We first studied Gfi1b expression in those cells by real-time PCR. Gfi1b RNA was detected in L929 cells at the limit of the sensitivity of the technique, in the order of 10 times less than in FDCP-Mix hematopoietic progenitors. Erythroid and megakaryocytic cells expressed higher levels of Gfi1b, with the amount decreasing with cell differentiation (Figure 2A). We confirmed this pattern of expression in erythroid cells at the protein level by western blotting (Figure 2B).
Active chromatin at sites associated with transcription regulation adopts an ‘open’ conformation.

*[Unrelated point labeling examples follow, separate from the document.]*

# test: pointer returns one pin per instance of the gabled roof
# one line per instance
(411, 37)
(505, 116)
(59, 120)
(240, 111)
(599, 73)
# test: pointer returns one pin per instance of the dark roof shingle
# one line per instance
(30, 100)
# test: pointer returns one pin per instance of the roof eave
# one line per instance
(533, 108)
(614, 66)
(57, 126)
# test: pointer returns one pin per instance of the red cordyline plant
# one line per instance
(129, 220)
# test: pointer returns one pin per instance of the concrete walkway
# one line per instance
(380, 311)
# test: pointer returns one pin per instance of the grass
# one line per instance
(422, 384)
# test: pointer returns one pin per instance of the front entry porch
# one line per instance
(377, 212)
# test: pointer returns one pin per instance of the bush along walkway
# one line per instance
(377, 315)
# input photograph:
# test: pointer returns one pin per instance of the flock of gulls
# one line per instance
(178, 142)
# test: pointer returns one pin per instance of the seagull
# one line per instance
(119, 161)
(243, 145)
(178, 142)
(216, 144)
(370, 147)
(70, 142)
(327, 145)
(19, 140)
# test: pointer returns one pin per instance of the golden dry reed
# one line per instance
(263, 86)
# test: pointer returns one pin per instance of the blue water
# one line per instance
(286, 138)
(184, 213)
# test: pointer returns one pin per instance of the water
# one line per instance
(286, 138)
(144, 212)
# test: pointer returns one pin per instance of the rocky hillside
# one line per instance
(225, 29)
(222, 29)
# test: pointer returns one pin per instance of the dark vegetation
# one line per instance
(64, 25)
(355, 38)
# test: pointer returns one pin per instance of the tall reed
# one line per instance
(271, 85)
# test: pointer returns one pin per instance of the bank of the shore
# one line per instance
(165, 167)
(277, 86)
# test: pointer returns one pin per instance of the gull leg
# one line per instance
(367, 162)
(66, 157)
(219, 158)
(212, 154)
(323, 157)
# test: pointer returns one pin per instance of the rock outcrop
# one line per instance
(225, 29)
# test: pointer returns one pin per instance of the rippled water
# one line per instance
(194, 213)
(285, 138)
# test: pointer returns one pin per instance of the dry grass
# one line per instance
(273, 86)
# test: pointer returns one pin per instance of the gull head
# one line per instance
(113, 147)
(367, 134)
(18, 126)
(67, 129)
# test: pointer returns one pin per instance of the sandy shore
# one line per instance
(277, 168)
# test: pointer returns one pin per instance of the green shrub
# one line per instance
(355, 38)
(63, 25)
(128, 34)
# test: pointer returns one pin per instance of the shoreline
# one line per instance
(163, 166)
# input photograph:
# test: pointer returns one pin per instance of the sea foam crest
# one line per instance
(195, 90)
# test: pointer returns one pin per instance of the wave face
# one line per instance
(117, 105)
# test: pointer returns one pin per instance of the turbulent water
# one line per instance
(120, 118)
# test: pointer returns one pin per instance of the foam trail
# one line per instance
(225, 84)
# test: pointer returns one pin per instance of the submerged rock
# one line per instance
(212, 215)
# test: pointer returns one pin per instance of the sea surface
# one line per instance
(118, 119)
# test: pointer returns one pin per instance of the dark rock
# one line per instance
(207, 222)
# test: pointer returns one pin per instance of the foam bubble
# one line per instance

To assay this we used the recently developed FAIRE technique,30 which enriches for nucleosome-free DNA. Real-time PCR analysis of the Gfi1b locus showed the promoter, CNE+1 and CNE+3 to be highly enriched in nucleosome-free DNA relative to the genomic DNA in expressing MEL cells, but not in the control L929 cells (Figure 2C). We also confirmed the presence of specific DNase1 hypersensitive sites at CNE+1 and +3 (Online Supplementary Figure S4).
Next, we analyzed POL II recruitment to the Gfi1b locus by ChIP assays. We confirmed POL II binding at both the Gfi1b promoter and the CNEi in all the erythroid cells, but in L929 cells POL II was only enriched at the Gtf3c5 control gene (Figure 2D). Consistent with the expression data, the level of POL II binding reduced with erythroid differentiation. We also observed POL II recruited to the 3′CNE in erythroid cells, further suggesting that these areas have a regulatory role.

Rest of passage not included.